When it ends, it ends on good terms, and you find yourself in foreign territory. You see him again someday, with other students, and you want to punch their noses in. You can’t write a damn thing post thesis, and this is totally normal, but you don’t know that yet. You want to talk to him again, but you’re afraid to be a nuisance. You send heavily edited emails at carefully spaced intervals so as not to appear like a stalker.

You are grieving everything—the end of the routine, the end of the feedback, the end of his constant motivation. Your toes are curled over the rim of a canyon and you are shouting his name across a vast chasm and your whole life is the echo it makes.

Eventually, you realize he misses you, too. Eventually, you reach a frequency of communication you can live with. He hasn’t vanished into the abstract. He is still a source of encouragement.

Keep writing, he tells you, every time you speak. So you do. Finish that book, he tells you. So you do. Keep me posted, he says. So you do. And that urge to please a beloved mentor—that desperate need for his atta girl—it never goes away. You never stop hearing his voice in your head when you revise. You never throw away the drafts with his notes on them.

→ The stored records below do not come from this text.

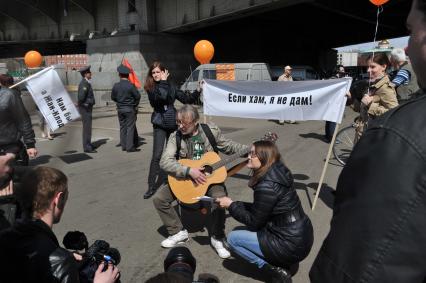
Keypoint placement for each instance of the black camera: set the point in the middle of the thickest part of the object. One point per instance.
(100, 251)
(181, 261)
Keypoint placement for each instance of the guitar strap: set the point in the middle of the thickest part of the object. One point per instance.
(209, 135)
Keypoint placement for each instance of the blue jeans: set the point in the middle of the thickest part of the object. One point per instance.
(245, 244)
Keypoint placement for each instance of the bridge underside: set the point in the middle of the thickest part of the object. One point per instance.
(301, 34)
(297, 34)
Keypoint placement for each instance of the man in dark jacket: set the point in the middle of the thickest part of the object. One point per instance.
(15, 124)
(86, 100)
(30, 252)
(127, 97)
(377, 232)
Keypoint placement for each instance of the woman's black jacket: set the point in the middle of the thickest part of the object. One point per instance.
(164, 94)
(285, 233)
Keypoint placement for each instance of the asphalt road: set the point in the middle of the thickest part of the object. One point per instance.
(106, 191)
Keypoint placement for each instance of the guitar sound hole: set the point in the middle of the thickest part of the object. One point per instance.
(208, 170)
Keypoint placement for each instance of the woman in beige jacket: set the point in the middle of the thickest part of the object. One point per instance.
(381, 96)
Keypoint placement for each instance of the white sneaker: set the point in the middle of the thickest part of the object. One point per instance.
(220, 249)
(175, 239)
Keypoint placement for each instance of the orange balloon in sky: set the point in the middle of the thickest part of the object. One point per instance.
(378, 2)
(203, 51)
(33, 59)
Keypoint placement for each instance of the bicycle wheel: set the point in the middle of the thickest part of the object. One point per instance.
(345, 141)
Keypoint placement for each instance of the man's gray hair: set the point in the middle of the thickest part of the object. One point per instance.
(398, 54)
(188, 110)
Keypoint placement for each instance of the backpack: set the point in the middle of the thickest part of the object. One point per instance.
(208, 133)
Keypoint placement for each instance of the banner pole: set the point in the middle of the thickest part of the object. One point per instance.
(325, 166)
(32, 76)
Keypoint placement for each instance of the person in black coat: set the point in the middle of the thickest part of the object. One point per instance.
(162, 95)
(16, 131)
(377, 233)
(30, 251)
(127, 97)
(86, 100)
(279, 233)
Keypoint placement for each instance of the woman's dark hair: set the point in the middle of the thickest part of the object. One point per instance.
(6, 80)
(268, 154)
(421, 5)
(380, 58)
(149, 81)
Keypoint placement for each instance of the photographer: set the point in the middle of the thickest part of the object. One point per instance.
(7, 205)
(15, 124)
(30, 250)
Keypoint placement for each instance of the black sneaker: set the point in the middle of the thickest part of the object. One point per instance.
(277, 274)
(151, 191)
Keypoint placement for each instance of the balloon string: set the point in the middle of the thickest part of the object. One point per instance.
(379, 11)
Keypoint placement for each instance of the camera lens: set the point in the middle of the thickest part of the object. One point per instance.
(180, 260)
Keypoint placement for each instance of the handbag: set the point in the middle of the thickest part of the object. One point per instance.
(166, 119)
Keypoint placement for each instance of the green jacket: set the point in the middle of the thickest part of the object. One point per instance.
(172, 167)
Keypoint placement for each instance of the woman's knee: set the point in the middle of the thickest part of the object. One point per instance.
(233, 238)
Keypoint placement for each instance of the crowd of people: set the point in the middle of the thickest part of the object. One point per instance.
(377, 231)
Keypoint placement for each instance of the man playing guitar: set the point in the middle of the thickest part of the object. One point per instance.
(194, 140)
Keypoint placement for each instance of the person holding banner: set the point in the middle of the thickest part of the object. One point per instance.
(377, 233)
(162, 95)
(127, 97)
(15, 124)
(278, 233)
(86, 100)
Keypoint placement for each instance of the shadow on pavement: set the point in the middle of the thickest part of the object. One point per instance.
(313, 136)
(202, 240)
(99, 143)
(326, 194)
(42, 159)
(242, 267)
(73, 158)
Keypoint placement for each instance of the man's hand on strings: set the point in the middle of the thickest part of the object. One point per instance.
(197, 175)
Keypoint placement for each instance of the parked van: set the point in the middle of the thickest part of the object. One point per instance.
(299, 72)
(229, 72)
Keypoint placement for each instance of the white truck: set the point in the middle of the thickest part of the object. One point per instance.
(227, 71)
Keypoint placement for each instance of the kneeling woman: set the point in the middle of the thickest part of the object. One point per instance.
(279, 233)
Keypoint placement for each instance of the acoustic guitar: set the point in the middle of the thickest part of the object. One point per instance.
(187, 191)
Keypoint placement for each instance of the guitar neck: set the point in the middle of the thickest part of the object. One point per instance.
(229, 159)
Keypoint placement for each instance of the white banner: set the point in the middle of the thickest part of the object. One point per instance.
(300, 100)
(51, 98)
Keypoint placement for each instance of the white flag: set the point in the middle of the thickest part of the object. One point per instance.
(52, 99)
(300, 100)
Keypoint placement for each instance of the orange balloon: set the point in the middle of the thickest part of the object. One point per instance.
(378, 2)
(203, 51)
(33, 59)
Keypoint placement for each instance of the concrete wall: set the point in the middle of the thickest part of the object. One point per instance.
(77, 21)
(140, 49)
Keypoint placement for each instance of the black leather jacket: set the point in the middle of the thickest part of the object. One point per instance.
(30, 252)
(285, 233)
(165, 94)
(126, 95)
(15, 122)
(378, 229)
(86, 98)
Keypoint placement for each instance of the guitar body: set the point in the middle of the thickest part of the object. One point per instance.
(186, 190)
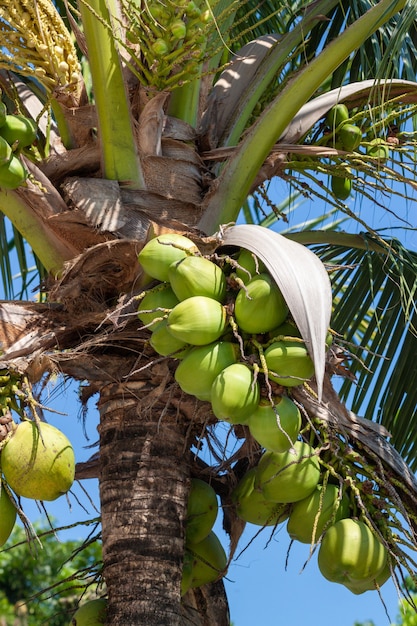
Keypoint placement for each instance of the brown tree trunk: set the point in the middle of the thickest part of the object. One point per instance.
(143, 489)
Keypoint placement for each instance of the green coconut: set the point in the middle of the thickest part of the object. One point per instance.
(288, 476)
(7, 516)
(199, 320)
(352, 555)
(206, 559)
(289, 363)
(275, 427)
(312, 515)
(378, 149)
(260, 306)
(251, 505)
(38, 461)
(159, 253)
(156, 304)
(92, 613)
(197, 371)
(338, 113)
(202, 508)
(287, 329)
(163, 342)
(350, 137)
(5, 152)
(235, 394)
(197, 276)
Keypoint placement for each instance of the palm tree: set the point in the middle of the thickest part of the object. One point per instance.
(161, 117)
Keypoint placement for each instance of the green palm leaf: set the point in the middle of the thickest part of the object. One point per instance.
(375, 313)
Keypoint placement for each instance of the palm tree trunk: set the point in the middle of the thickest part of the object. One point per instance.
(143, 489)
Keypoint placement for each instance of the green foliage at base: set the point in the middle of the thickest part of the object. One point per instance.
(43, 584)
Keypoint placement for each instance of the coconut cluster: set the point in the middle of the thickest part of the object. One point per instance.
(225, 322)
(289, 487)
(16, 133)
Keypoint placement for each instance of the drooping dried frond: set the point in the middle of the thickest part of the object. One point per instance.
(36, 43)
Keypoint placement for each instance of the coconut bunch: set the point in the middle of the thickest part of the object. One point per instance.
(226, 322)
(290, 487)
(16, 133)
(173, 38)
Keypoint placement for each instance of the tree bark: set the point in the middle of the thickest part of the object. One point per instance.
(144, 484)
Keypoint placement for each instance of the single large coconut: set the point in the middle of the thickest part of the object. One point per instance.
(197, 276)
(352, 555)
(289, 363)
(197, 371)
(235, 394)
(159, 253)
(260, 306)
(275, 427)
(38, 462)
(197, 320)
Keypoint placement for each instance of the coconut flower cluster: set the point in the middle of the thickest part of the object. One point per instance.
(225, 322)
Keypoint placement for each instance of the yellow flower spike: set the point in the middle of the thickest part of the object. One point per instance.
(34, 34)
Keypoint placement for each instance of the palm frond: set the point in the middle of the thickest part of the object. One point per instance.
(376, 315)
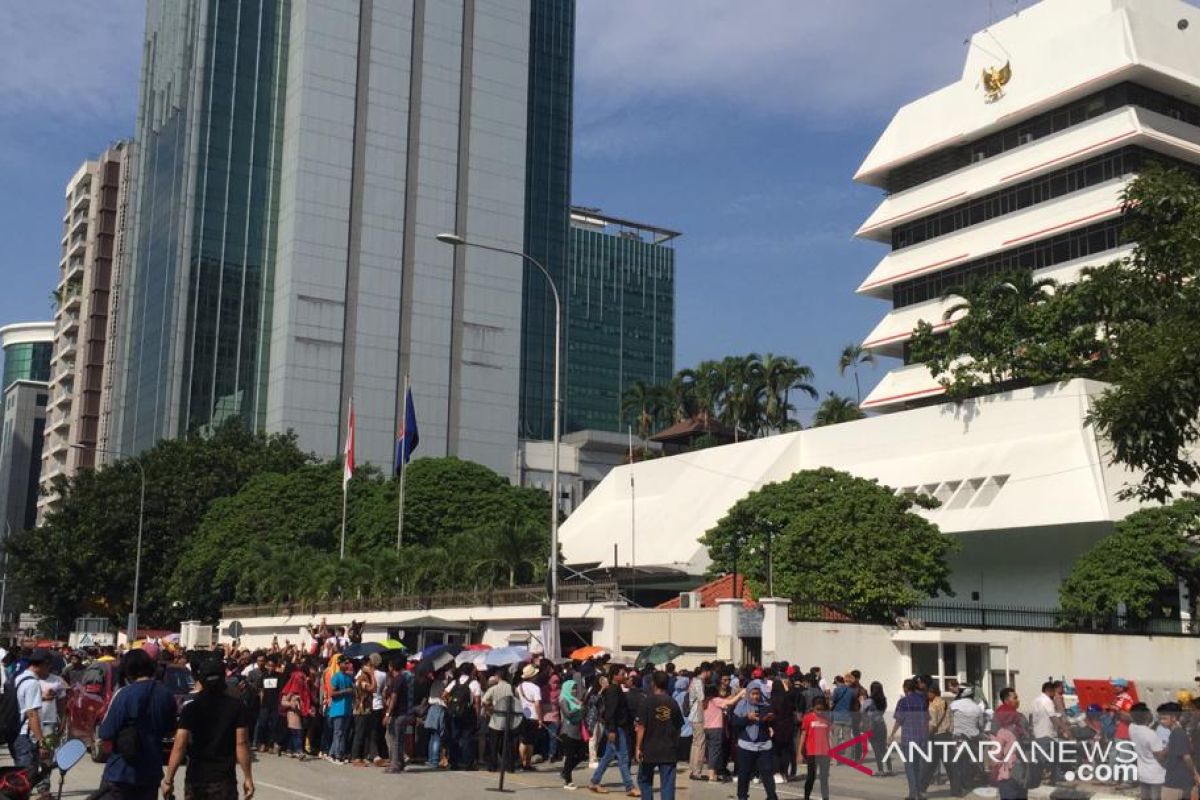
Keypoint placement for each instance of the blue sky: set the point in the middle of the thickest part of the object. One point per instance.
(738, 124)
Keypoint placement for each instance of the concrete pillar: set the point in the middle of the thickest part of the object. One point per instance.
(609, 635)
(729, 644)
(774, 623)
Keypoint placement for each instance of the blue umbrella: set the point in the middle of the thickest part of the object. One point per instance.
(507, 656)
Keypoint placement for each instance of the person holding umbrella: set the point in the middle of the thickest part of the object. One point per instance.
(616, 716)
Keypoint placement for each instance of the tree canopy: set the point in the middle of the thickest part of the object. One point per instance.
(838, 539)
(1145, 559)
(82, 559)
(277, 539)
(1133, 323)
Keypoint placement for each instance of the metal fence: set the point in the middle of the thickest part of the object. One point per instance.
(568, 593)
(976, 615)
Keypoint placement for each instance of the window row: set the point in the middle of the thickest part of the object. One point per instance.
(1031, 192)
(1126, 94)
(1037, 256)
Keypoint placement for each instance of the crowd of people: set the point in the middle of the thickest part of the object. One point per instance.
(754, 725)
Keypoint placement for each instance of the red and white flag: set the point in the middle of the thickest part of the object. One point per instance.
(348, 468)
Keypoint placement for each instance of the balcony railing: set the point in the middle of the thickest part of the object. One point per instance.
(979, 617)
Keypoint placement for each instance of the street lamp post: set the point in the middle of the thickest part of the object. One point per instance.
(142, 512)
(460, 241)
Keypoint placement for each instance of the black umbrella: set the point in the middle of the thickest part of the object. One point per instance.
(363, 649)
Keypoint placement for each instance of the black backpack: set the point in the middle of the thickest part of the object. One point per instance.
(459, 704)
(10, 710)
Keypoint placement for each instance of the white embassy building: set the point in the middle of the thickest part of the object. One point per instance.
(1029, 176)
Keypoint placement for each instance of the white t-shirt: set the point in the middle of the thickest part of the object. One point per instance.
(29, 697)
(1042, 716)
(531, 699)
(1147, 743)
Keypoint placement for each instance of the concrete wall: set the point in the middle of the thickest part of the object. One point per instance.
(1021, 659)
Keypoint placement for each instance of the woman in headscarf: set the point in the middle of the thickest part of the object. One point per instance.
(751, 723)
(297, 702)
(570, 731)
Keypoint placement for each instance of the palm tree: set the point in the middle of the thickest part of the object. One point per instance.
(835, 409)
(851, 356)
(643, 404)
(780, 374)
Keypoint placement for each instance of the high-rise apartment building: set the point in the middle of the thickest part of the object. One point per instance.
(1020, 164)
(619, 306)
(297, 161)
(93, 238)
(547, 204)
(27, 371)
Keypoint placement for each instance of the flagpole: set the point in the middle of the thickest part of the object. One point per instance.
(403, 467)
(347, 464)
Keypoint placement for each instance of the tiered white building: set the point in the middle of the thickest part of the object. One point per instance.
(1029, 176)
(978, 181)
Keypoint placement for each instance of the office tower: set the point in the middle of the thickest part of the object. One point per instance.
(27, 371)
(298, 161)
(93, 236)
(619, 306)
(1020, 164)
(547, 204)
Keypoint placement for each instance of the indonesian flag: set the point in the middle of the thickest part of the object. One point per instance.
(348, 468)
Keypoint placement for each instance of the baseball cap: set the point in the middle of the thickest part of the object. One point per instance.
(211, 672)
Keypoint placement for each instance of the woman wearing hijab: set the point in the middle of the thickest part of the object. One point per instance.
(297, 701)
(751, 725)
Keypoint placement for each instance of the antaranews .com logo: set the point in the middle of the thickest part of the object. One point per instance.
(1086, 761)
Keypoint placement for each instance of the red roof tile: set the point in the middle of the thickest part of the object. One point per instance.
(719, 589)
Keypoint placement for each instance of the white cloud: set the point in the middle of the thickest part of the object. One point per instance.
(71, 59)
(827, 62)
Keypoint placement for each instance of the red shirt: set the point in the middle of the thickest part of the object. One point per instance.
(816, 734)
(1123, 702)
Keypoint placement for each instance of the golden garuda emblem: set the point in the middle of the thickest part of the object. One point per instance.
(994, 80)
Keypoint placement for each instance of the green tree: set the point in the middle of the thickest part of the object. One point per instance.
(779, 377)
(645, 405)
(837, 539)
(852, 355)
(834, 409)
(82, 559)
(279, 537)
(1146, 558)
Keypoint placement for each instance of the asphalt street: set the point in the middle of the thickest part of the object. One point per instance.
(283, 779)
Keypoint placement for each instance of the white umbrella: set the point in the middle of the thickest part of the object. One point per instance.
(507, 656)
(478, 657)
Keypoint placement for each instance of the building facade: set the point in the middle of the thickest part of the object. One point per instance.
(93, 238)
(27, 371)
(1026, 176)
(547, 204)
(619, 306)
(298, 161)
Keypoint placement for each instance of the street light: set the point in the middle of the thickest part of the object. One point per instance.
(460, 241)
(142, 512)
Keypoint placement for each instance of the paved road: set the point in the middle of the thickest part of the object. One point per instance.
(283, 779)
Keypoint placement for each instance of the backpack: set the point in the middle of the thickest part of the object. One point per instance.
(459, 702)
(10, 710)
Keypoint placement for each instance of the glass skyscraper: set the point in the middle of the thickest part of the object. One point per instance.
(198, 312)
(547, 203)
(619, 306)
(298, 158)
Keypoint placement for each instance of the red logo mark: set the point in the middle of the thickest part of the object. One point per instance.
(861, 739)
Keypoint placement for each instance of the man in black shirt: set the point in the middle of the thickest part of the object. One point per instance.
(214, 734)
(659, 721)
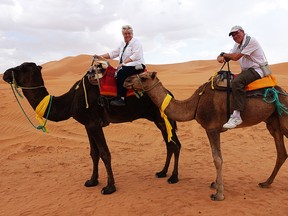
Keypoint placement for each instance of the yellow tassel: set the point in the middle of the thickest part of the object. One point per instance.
(164, 116)
(40, 110)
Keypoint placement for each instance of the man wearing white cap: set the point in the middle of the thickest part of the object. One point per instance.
(248, 52)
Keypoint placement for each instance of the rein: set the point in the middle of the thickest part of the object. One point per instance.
(15, 88)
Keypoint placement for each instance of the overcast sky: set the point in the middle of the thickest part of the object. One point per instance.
(171, 31)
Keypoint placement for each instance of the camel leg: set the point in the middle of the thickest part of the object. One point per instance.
(94, 153)
(275, 130)
(214, 139)
(173, 147)
(100, 149)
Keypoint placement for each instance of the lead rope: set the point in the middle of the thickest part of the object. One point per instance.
(164, 116)
(40, 127)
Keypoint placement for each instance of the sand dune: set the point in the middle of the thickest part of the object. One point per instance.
(44, 174)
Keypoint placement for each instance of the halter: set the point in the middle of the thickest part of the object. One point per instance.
(16, 86)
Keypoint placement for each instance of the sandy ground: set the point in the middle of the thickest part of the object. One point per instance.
(44, 174)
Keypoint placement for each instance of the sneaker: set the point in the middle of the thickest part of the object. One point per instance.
(232, 122)
(117, 102)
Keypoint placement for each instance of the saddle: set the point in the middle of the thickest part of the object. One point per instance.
(104, 73)
(219, 81)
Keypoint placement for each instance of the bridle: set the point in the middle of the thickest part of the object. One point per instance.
(16, 86)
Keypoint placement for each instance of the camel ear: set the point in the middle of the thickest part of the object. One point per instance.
(153, 74)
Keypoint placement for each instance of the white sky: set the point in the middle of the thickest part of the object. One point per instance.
(171, 31)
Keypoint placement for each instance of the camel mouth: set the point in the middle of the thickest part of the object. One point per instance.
(7, 76)
(128, 84)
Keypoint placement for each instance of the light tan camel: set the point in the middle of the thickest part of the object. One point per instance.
(209, 110)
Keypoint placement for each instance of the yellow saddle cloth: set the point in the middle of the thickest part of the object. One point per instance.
(265, 82)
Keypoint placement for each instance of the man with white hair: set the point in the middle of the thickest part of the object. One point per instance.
(248, 52)
(131, 62)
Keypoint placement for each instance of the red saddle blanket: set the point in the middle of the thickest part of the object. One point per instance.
(265, 82)
(108, 85)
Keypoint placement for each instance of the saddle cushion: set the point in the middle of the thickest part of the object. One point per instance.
(108, 84)
(265, 82)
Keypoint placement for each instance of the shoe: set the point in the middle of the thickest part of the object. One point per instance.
(232, 122)
(117, 102)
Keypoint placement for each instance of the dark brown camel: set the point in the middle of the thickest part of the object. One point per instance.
(72, 104)
(209, 110)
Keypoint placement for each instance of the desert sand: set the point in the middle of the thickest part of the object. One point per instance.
(44, 173)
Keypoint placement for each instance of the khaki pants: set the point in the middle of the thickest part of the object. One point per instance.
(238, 87)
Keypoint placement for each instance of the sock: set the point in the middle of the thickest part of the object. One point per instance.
(236, 113)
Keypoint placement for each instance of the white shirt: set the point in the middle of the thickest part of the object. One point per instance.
(253, 54)
(133, 51)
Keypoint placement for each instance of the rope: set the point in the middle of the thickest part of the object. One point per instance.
(85, 93)
(164, 116)
(40, 127)
(272, 93)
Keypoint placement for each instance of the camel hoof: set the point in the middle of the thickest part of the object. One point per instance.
(173, 179)
(264, 185)
(213, 185)
(161, 174)
(108, 190)
(216, 197)
(90, 183)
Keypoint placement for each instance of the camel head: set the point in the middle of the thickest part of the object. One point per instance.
(142, 81)
(27, 74)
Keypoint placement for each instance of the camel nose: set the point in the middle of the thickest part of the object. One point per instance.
(7, 77)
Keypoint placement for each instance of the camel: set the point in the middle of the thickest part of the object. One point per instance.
(28, 77)
(208, 108)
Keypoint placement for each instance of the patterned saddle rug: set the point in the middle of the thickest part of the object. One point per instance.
(220, 81)
(106, 75)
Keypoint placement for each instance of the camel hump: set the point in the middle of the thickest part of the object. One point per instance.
(219, 81)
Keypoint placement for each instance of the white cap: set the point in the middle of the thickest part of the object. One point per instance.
(234, 29)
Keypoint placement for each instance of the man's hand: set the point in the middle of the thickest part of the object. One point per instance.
(221, 59)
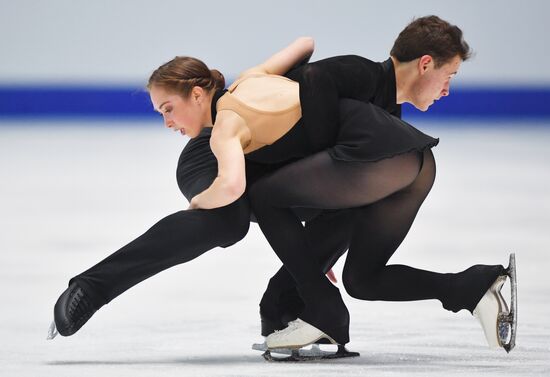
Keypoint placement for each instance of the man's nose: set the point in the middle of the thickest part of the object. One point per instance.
(168, 122)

Yes, there will be times when you will not be able to write, no matter what. There will be times when you’ll think of quitting. There will be times when you will drink a caramel vodka milkshake at 10:00am on a Thursday (yes, it happened).

But here’s the thing—you’ll let the misery have its moment, but then you’ll do what you learned to do years ago, the first time you felt that way. You’ll go to the shelf, and you’ll pull down his books, and they’ll remind you why you never left. And you will take those poems into your body like a cure.